WASHINGTON UPDATE: A Week Steeped in Health Care Policy

Aug 15, 2017

Spending an entire day or so learning about the history of the Medicare and Medicaid programs? Fascinating, said Dr. Matthew Sideman, chair of the SVS Coding and Reimbursement Committee.

The experience was one of the highlights of his week at the Executive Leadership Program in Health Policy and Management at Brandeis University in 2016. The program also included participating in the American College of Surgeons Leadership and Advocacy Summit in Washington, D.C., this past May.
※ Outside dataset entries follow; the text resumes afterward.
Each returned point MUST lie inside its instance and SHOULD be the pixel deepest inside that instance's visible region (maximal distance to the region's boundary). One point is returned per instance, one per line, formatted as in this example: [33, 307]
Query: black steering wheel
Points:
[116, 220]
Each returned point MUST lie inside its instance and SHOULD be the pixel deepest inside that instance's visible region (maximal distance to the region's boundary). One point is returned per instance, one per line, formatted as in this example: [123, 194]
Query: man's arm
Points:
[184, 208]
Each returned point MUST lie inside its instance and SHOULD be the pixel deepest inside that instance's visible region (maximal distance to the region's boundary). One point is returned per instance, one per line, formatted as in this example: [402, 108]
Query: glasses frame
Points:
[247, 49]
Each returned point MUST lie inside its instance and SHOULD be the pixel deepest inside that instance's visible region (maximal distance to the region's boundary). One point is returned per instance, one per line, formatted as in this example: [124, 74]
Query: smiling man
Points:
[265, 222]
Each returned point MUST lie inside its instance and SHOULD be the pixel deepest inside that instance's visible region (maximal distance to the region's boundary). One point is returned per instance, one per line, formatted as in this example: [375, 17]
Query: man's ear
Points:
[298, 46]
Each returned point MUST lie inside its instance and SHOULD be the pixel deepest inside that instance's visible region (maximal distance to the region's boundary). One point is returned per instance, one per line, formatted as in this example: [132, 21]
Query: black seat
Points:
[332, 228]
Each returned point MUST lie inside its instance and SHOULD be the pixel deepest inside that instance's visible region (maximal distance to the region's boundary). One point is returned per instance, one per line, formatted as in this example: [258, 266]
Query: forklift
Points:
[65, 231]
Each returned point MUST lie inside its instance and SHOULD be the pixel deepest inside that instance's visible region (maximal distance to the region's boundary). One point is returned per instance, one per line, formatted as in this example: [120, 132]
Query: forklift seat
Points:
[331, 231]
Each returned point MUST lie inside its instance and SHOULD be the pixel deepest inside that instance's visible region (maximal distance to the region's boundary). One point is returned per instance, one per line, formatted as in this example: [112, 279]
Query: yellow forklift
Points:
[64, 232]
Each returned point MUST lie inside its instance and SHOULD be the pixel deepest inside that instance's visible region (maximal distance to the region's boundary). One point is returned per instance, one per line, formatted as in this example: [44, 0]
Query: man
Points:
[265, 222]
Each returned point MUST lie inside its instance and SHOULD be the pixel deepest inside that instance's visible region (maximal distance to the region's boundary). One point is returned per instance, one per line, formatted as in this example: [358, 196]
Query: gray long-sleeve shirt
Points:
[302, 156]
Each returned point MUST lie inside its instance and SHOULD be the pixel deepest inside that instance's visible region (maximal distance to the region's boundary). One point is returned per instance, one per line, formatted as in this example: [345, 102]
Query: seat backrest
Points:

"The knowledge gained from my time at Brandeis is just coming to fruition and I look forward to working hard to serve the societies in the future," Dr. Sideman, who has worked with SVS on policy and advocacy for more than a decade, wrote in his report on the program.

Dr. Stuart Altman, who was involved with setting up Medicare and Medicaid, gave a historical presentation on the history of the two programs. "It was fascinating to hear how we got where we are from the mouth of someone who was a participant," Dr. Sideman said.

With Medicare and Medicaid reimbursement now undergoing a sea change, the week was especially pertinent, he said. Members of the American College of Surgery presented a session on its work creating an Advanced Alternative Payment Model, a key portion of the Medicare replacement program, now known as the Quality Payment Program. QPP was created via the replacement legislation, the Medicare Access and CHIP Reauthorization Act of 2015. Dr. Sideman is on the SVS APM subcommittee to create a payment model for vascular surgery.

"I learned more about the background plus cutting-edge information: this is where things are going on right now," he said.

Much of the MACRA concept has been championed by SVS and other physician groups for years, he said. "It was concepts, but not a lot of nuts and bolts," he said of the original law. "Now we’re trying to figure out how the nuts and bolts will work."

For example, a "cost measure" will be one of the determinants of a physician’s score. "They’re going to figure out how much money you individually cost the Medicare system and compare you to others," he explained. "It’s not just ‘are you providing good care,’ because if it’s costly, they don’t like it."

A company currently is examining all of Medicare’s claims data to try to define an "episode." Dr. Sideman listed some of the claim details to examine: overall cost for the patient, including which costs are attributable to surgery and which to other factors. "Ultimately CMS will come up with standardized costs, be it a procedure or an illness," he said. "Medicare wants to use these as a benchmark and you’re either above it or below it.

"It’s vitally important we get these things right," he added. "We have to write down everything we do, document everything, because otherwise we’ll be too expensive."

Many surgeons remain unaware of MACRA’s details and ramifications. "There are going to be a lot of people who will be blindsided by this as it kicks in," he warned.

The week included sessions on leadership skills and hospital business management, in addition to policy.